Lies. To be honest it really depends on how high tec you want to be when it comes to live plants. With low lighting levels, that your tank I think has pre-built, I'd purchase some aquarium sand and place some root tabs and dose the water with 'plant food' which costs about £5 from any good fish supply shops. Then with your hardy plants you'll be fine. Though I'd recommend getting some nice pieces of drift wood and planting the likes of Java Fern and Anubias plants. With some endlers and some shrimp you'll have one awesome nano tank,:no1:


----------



## aliceemerald1107 (Dec 30, 2011)

_jake_ said:


> Lies. To be honest it really depends on how high tec you want to be when it comes to live plants. With low lighting levels, that your tank I think has pre-built, I'd purchase some aquarium sand and place some root tabs and dose the water with 'plant food' which costs about £5 from any good fish supply shops. Then with your hardy plants you'll be fine. Though I'd recommend getting some nice pieces of drift wood and planting the likes of Java Fern and Anubias plants. With some endlers and some shrimp you'll have one awesome nano tank,:no1:


Ok that sounds good - which types of plants? - i was told to get the JBL Manado natural substrate for the plants and top with gravel stuff?
I only want about 3 or maybe 4 plants, just enough for the fish to hide in. Im getting Java rock bits and i have a small piece of bogwood and i will try to find some driftwood pieces. 
I was looking at putting some moss put on the wood with string (it said i could do this in the manual i bought).
Do i need the extra CO2 kit for the plants or will they be ok without one?
Thanks so much for your help


----------



## _jake_ (Jul 3, 2008)

aliceemerald1107 said:


> Ok that sounds good - which types of plants? - i was told to get the JBL Manado natural substrate for the plants and top with gravel stuff?
> I only want about 3 or maybe 4 plants, just enough for the fish to hide in. Im getting Java rock bits and i have a small piece of bogwood and i will try to find some driftwood pieces.
> I was looking at putting some moss put on the wood with string (it said i could do this in the manual i bought).
> Do i need the extra CO2 kit for the plants or will they be ok without one?
> Thanks so much for your help


Yep that all sounds great. Stick to plants like Vallis, Water Wisteria, basically your general plants you'll find in a pet shop or very cheap on eBay. For on the rocks and wood try tying moss and java fern. 

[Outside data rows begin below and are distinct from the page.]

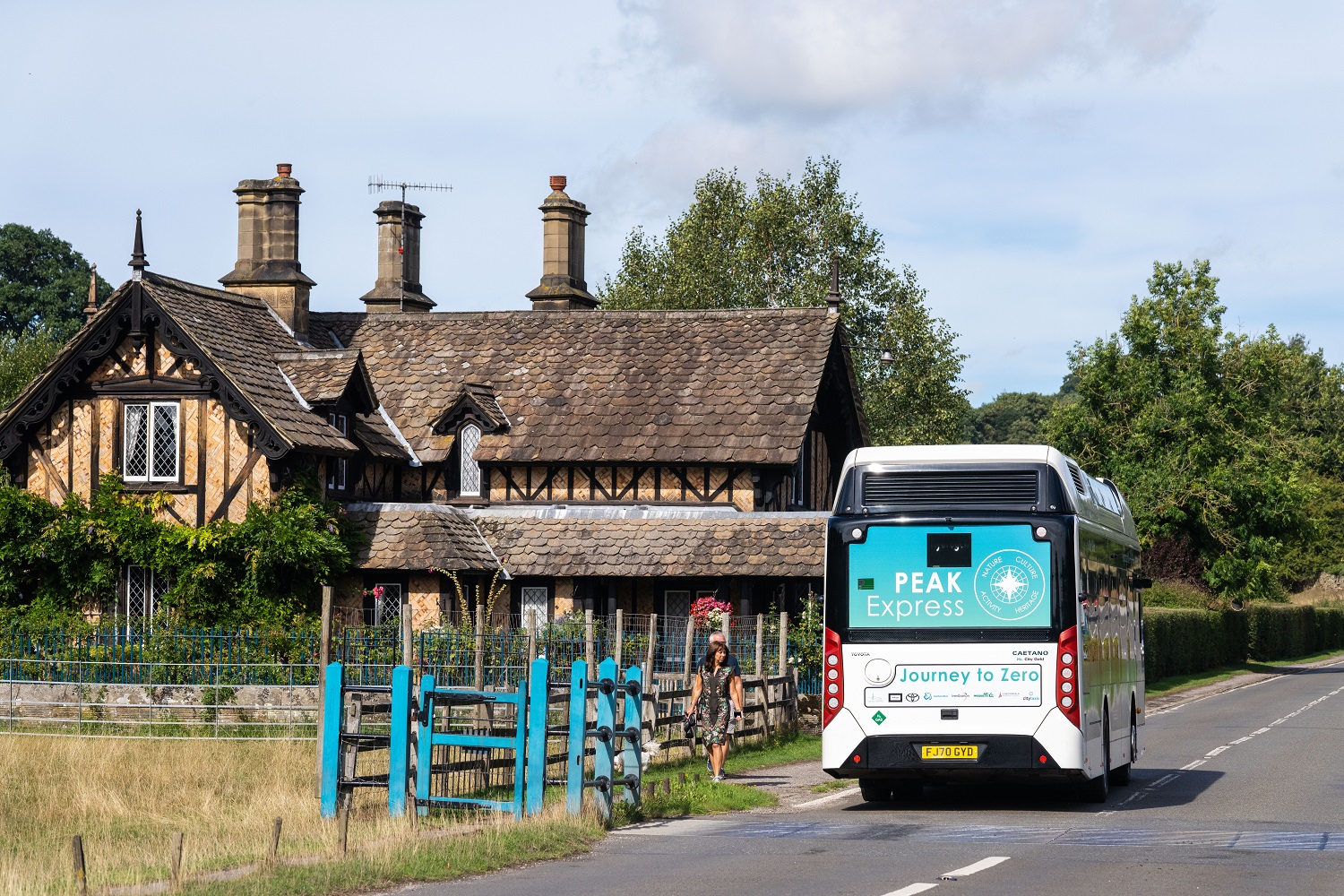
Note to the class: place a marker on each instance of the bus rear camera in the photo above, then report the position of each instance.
(949, 549)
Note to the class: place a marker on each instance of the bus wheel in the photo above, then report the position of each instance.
(1098, 788)
(1120, 777)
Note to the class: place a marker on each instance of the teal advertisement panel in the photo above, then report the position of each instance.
(968, 576)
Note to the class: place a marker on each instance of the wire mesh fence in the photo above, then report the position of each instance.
(220, 683)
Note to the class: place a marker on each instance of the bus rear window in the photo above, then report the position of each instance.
(967, 576)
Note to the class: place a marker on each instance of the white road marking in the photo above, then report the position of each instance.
(825, 799)
(911, 890)
(983, 864)
(1252, 684)
(1228, 745)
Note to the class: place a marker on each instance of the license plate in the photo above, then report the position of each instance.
(949, 751)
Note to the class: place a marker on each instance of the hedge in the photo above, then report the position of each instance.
(1179, 642)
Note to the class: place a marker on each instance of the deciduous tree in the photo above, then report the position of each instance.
(771, 246)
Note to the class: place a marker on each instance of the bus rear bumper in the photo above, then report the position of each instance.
(902, 756)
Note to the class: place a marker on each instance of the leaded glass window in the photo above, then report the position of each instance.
(468, 444)
(387, 602)
(338, 468)
(151, 438)
(144, 591)
(535, 605)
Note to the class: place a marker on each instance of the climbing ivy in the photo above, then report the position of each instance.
(59, 560)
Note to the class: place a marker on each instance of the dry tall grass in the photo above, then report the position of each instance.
(126, 797)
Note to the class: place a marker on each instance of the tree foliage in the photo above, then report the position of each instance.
(1012, 418)
(1222, 443)
(43, 282)
(43, 289)
(56, 560)
(771, 247)
(22, 358)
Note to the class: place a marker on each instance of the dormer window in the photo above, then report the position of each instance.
(150, 443)
(338, 466)
(470, 471)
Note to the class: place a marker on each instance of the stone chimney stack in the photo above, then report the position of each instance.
(268, 247)
(398, 288)
(562, 285)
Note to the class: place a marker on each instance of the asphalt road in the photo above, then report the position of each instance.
(1236, 793)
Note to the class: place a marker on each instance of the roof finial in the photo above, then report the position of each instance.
(833, 297)
(91, 308)
(137, 254)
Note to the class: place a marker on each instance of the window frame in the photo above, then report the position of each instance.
(155, 584)
(151, 455)
(379, 603)
(465, 461)
(545, 616)
(338, 471)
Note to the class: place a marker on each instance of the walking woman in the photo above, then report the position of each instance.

Now with Co2, you have low lighting so do not require it. For instance, if you purchased specific high output lighting for plants, the more light - more co2. So low light you don't need a pressurized system, but if you want you can make a DIY Co2 kit, which will save you over £100 on a TMC branded co2 kit.

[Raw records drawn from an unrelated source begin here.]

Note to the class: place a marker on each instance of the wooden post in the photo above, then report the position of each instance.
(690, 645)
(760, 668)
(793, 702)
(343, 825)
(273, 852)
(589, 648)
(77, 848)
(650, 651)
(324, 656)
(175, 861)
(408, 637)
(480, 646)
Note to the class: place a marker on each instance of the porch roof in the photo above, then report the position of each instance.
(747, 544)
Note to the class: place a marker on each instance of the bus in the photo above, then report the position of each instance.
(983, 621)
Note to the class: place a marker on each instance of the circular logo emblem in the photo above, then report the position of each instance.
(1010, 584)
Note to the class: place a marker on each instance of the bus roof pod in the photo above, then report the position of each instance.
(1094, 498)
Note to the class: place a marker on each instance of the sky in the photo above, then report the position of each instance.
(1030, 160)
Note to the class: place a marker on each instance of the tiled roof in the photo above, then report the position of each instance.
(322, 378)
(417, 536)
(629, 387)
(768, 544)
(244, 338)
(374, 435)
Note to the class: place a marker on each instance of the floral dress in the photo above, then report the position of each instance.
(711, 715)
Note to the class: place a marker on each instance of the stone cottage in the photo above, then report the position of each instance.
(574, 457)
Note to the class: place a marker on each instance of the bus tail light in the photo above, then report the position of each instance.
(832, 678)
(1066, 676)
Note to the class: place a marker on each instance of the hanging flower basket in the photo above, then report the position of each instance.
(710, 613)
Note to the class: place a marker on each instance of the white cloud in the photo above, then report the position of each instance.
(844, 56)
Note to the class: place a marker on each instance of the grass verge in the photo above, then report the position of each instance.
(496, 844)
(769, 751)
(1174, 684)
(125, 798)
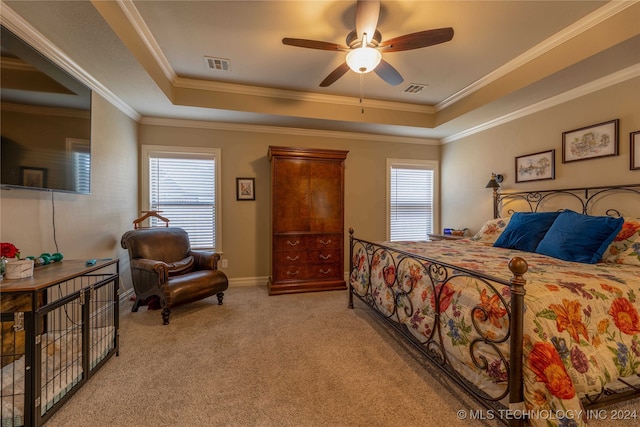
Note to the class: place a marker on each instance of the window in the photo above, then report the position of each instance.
(80, 154)
(412, 198)
(183, 183)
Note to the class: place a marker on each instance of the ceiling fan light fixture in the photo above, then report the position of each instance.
(363, 59)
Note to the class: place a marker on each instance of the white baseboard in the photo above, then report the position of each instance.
(248, 281)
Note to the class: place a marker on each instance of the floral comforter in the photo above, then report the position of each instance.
(581, 321)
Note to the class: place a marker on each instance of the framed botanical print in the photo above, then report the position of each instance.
(590, 142)
(245, 189)
(536, 166)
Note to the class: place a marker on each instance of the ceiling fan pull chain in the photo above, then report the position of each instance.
(361, 92)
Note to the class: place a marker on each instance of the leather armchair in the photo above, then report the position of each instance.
(164, 265)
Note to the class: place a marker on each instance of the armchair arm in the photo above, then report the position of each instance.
(148, 275)
(205, 260)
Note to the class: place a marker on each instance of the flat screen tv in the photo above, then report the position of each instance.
(45, 122)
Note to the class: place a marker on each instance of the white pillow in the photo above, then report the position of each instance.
(491, 230)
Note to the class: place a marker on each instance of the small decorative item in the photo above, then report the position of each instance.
(34, 177)
(599, 140)
(635, 150)
(7, 251)
(19, 268)
(536, 167)
(245, 189)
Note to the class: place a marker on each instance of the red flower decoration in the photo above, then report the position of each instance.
(545, 362)
(8, 250)
(445, 295)
(492, 309)
(625, 316)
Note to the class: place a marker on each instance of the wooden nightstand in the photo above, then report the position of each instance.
(444, 237)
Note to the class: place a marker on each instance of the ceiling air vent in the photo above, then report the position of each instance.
(414, 88)
(217, 64)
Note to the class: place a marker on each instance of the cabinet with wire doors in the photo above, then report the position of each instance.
(58, 328)
(307, 199)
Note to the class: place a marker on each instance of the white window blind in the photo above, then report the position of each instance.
(183, 186)
(411, 200)
(80, 154)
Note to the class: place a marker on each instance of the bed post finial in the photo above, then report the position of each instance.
(518, 267)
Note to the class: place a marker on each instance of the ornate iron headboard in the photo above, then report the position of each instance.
(620, 200)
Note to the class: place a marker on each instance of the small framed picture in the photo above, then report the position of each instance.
(245, 189)
(635, 149)
(589, 142)
(536, 166)
(34, 177)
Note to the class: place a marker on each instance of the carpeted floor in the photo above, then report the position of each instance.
(258, 360)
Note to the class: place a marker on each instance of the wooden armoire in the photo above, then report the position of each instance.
(307, 213)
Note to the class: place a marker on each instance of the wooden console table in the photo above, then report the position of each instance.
(66, 316)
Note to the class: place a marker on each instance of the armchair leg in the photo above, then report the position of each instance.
(136, 305)
(165, 316)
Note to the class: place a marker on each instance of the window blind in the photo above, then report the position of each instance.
(411, 202)
(182, 187)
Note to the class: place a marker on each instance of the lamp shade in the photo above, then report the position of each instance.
(495, 181)
(492, 183)
(363, 59)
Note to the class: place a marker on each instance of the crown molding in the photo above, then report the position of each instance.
(240, 127)
(16, 24)
(578, 27)
(602, 83)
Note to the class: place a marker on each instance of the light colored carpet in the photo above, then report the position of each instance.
(259, 360)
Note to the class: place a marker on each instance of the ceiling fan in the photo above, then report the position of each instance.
(365, 46)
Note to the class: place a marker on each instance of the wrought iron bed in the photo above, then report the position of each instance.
(508, 346)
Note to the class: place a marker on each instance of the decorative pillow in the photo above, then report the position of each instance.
(491, 230)
(526, 230)
(625, 248)
(579, 238)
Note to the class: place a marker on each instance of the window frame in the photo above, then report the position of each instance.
(145, 199)
(433, 165)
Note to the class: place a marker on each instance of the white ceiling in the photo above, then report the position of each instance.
(505, 57)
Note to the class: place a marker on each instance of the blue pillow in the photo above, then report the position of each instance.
(579, 238)
(525, 230)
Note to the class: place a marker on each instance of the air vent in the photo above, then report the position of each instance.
(217, 64)
(414, 88)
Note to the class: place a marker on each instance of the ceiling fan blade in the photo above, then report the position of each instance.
(367, 13)
(386, 72)
(335, 75)
(313, 44)
(417, 40)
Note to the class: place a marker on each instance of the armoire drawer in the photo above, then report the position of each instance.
(292, 257)
(323, 256)
(307, 272)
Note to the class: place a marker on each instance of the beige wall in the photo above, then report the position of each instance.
(246, 225)
(86, 226)
(467, 163)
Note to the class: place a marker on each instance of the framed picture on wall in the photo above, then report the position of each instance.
(245, 189)
(34, 177)
(635, 149)
(590, 142)
(536, 166)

Have a look here: DIY CO2 - an aquarium introduction including a recipe and diffusion methods


----------



## aliceemerald1107 (Dec 30, 2011)

_jake_ said:


> Yep that all sounds great. Stick to plants like Vallis, Water Wisteria, basically your general plants you'll find in a pet shop or very cheap on eBay. For on the rocks and wood try tying moss and java fern.
> 
> Now with Co2, you have low lighting so do not require it. For instance, if you purchased specific high output lighting for plants, the more light - more co2. So low light you don't need a pressurized system, but if you want you can make a DIY Co2 kit, which will save you over £100 on a TMC branded co2 kit.
> 
> Have a look here: DIY CO2 - an aquarium introduction including a recipe and diffusion methods


Ok this is good - they have nano co2 kits for like £25 at the store, im guessing this is a crappy one seen as you say they cost a lot. I might not bother with thre co2, if the plants die ill just buy more


----------



## _jake_ (Jul 3, 2008)

aliceemerald1107 said:


> Ok this is good - they have nano co2 kits for like £25 at the store, im guessing this is a crappy one seen as you say they cost a lot. I might not bother with thre co2, if the plants die ill just buy more


Yep that'll be more trouble than its worth. Stick to DIY, you'll have slow growth but they should stay alive aslong as you dose with the nutrient liquid I mentioned earlier: victory:


----------



## aliceemerald1107 (Dec 30, 2011)

_jake_ said:


> Yep that'll be more trouble than its worth. Stick to DIY, you'll have slow growth but they should stay alive aslong as you dose with the nutrient liquid I mentioned earlier: victory:


O ill get some nutrient stuuf and see how it all goes - i have to buy it and set it all up for ???? how long - 2 days - 2 weeks - 2 months - people vary on which it is. Im getting water from a mates established tank to help speed things up so how long should i wait?


----------



## _jake_ (Jul 3, 2008)

aliceemerald1107 said:


> O ill get some nutrient stuuf and see how it all goes - i have to buy it and set it all up for ???? how long - 2 days - 2 weeks - 2 months - people vary on which it is. Im getting water from a mates established tank to help speed things up so how long should i wait?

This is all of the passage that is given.